Sometimes you’d walk through a door like that with a gun in your hand and a little bell would ring over your head.  It would make you stop for a moment.  It was such a simple little sound, but it was ghostly now.  It was haunted.  A shiver would run down your spine when you heard it.  Only that bell no longer summoned a smiling face to greet or serve you.  No, now it brought covering fire, pleas for mercy and occasional bloodshed.  

    He still couldn't work out why some men felt driven to keep these places open, stocking them with whatever they could.  It couldn't just be about making money or building any sort of an empire any more.  Maybe it was more about helping the community or maybe it was simply yet another way to occupy themselves and pass the time.  Or maybe it was some lingering form of duty, muscle memory of a former life.  Something they had always done.  A reason to get out of bed in the morning.  There was a lot of that delusion going around.  

A couple of weeks back the two thieves had walked along a deserted stretch of motorway.  It had been a risk but they wanted to travel quickly.  Motorways weren’t always easy to negotiate now.  It wasn't just a case of all the abandoned cars and dead bodies.  There was always the chance of running into someone far worse than yourself.  Still they were quicker than cutting through smaller towns, near patrols of marshals and local militia.  

It was down this particular stretch of four lane road that they had passed a guy washing abandoned cars.  There was no real reason for him to be there.  It was just how he chose to spend his days.  They had seen men pursue stranger options after all.  Although there was something tragic about that man, with his bucket of murky water and mouldering sponge.  The dim smile of satisfaction on his bruised and haggard face.  One hand little more than a stump.  He walked badly, dragging an infected leg behind him.  He only had one working eye but the other hadn’t been removed.  It was still there, hanging loose against his cheek.  Not that it seemed to bother him.  Probably the work of raiders.  For all the pain he must have felt he kept on cleaning those broken down and abandoned cars, always smiling to himself.  It was a toothless, vacant smile of childish bliss.  

The older thief had watched him and wondered if it would be easier to just let go like that.  Let the madness in.  His travelling companion had felt differently.  He had shot the fool in the head and taken what he could use from his cart.  Which hadn't been a lot.

Survival had never been a pretty word but the world had changed it into something else now.  Something fouler, something more incendiary.  It could spark flames any second now.  Survival was a far more dangerous word than it used to be.  Men held it too close to their hearts.  It was a motto, a creed.  An alibi.  Maybe even a religion of sorts.  Survival was spelt with a lot more blood than it used to be and the older thief was certain the nature of it had changed.  It was no longer the survival of the fittest.

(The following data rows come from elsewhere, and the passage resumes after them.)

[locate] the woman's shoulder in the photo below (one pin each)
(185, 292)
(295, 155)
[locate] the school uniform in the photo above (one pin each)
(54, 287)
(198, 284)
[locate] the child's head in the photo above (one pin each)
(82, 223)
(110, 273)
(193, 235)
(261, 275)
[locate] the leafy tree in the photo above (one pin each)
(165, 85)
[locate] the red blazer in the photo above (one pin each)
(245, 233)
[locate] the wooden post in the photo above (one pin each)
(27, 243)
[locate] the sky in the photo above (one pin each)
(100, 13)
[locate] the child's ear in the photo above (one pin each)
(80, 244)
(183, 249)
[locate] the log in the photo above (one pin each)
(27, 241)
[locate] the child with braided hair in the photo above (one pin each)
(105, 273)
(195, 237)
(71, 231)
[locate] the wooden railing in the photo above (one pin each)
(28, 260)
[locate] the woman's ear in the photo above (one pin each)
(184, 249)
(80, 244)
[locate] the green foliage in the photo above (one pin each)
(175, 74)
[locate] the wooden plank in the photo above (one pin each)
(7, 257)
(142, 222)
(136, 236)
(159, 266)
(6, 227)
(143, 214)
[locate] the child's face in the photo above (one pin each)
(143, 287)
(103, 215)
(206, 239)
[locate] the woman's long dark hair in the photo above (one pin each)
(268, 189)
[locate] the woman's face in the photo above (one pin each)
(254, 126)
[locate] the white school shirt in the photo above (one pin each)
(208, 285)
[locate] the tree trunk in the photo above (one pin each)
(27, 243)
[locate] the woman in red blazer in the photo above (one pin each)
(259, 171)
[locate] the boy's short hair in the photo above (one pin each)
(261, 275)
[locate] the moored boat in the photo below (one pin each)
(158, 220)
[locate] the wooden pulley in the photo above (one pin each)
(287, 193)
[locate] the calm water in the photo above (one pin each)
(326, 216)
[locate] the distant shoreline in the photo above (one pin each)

No, now it was the survival of the keenest.  

“We’re vultures,” he said, the thought slipping past his tired defences.

    The younger one turned his head and smiled like he’d just gotten some joke he’d heard years ago.

“Careful. That's a dirty word around here.”

    The wind whipped at them.  The older one could feel his heart starting to race.  His blood pumping harder.  He could taste the sharp metal tang of adrenaline rising at the back of his throat.  He looked at the hungry face of his partner.  Any job before now and the boy would never have offered to go in there alone.  Back then, of course, they’d had a third man with them.  A good, steadying influence on the boy.  A big man with a slow, strong way of speaking.  He never panicked.  He never looked worried.  He rarely even raised an eyebrow.  He looked over the devastation and always saw some new way for them to survive.  He had been as steady as a rock, right up until the moment those marshals had blown his knee apart with a shotgun.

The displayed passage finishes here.